Three years later, Brown was finishing his second term and the primary election was at hand with three Democrats declared. They all extended an overture to Bantz to continue as Deputy if they got elected.
“At first I was gratified to think that it would mean job security, but then I realized that I already had more experience at the job than any of them, so I decided to run,” she says.
And that’s how the lesson of every vote counts got put to the test. Sheriff candidate Kevin Mahan took Bantz under his wing as a campaign partner and they canvassed the county door-to-door. Husband Les’s home turf was Dunkirk, where the Blackford County line captures the Shady Side neighborhood with 50-plus houses. Bantz knocked on every door and she was surprised at some of the response.
“Nobody from Blackford County has ever campaigned here before,” some said. On election night, Bantz carried that precinct and won by approximately 100 votes. More evidence of how Bantz counts.

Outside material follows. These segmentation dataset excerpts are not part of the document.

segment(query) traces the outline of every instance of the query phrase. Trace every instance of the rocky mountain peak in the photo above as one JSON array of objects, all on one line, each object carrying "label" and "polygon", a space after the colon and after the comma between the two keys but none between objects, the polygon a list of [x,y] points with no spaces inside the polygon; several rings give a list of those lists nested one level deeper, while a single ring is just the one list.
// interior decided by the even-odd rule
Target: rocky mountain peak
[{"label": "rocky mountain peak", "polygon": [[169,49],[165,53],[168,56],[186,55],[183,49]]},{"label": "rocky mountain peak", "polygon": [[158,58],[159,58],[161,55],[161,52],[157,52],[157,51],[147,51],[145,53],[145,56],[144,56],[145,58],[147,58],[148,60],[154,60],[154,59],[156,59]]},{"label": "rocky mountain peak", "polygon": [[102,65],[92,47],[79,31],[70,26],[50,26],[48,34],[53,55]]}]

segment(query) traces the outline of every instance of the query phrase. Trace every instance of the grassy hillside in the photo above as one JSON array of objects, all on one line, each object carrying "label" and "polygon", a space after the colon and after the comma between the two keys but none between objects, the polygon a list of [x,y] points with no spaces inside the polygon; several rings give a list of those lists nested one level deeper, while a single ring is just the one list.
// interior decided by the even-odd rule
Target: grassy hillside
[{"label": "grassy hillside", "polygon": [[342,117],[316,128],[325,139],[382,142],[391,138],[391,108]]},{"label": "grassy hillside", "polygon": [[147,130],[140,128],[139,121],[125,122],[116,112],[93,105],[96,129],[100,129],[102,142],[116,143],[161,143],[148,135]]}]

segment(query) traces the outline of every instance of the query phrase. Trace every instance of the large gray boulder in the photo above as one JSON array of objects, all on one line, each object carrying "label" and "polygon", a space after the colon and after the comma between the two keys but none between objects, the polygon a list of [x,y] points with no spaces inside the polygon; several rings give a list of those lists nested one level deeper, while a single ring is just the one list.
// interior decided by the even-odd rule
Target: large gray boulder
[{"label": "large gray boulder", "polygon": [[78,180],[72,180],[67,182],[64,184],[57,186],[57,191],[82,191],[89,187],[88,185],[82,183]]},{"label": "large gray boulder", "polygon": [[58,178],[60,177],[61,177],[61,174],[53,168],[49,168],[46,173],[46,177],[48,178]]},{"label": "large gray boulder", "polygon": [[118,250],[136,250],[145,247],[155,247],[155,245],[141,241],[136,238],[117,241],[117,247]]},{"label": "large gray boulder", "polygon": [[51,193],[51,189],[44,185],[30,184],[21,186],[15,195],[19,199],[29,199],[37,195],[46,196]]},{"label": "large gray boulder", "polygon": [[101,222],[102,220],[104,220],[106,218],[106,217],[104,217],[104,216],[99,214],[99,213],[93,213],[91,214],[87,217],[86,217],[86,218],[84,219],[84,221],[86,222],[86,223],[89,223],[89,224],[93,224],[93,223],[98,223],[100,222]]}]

Now that the balance sheets are healthier, thanks to more efficient property tax and utility fee collection procedures, the sanitation, street and law enforcement departments reorganized for greater efficiency, Bantz is turning toward the big picture challenges of dealing with blight and attracting new business to the community’s industrial park.
It won’t be easy, but it will take someone with the vision to see and believe that a door is open and walk through it. It will take someone with a politician’s savvy and a public servant’s heart.
“My husband sometimes says I’m just stubborn,” smiles Bantz, “but I prefer Joe Pearson’s description. He says that when it comes to Montpelier, I’m just ‘very passionate.’”
By the record so far, you can count on that.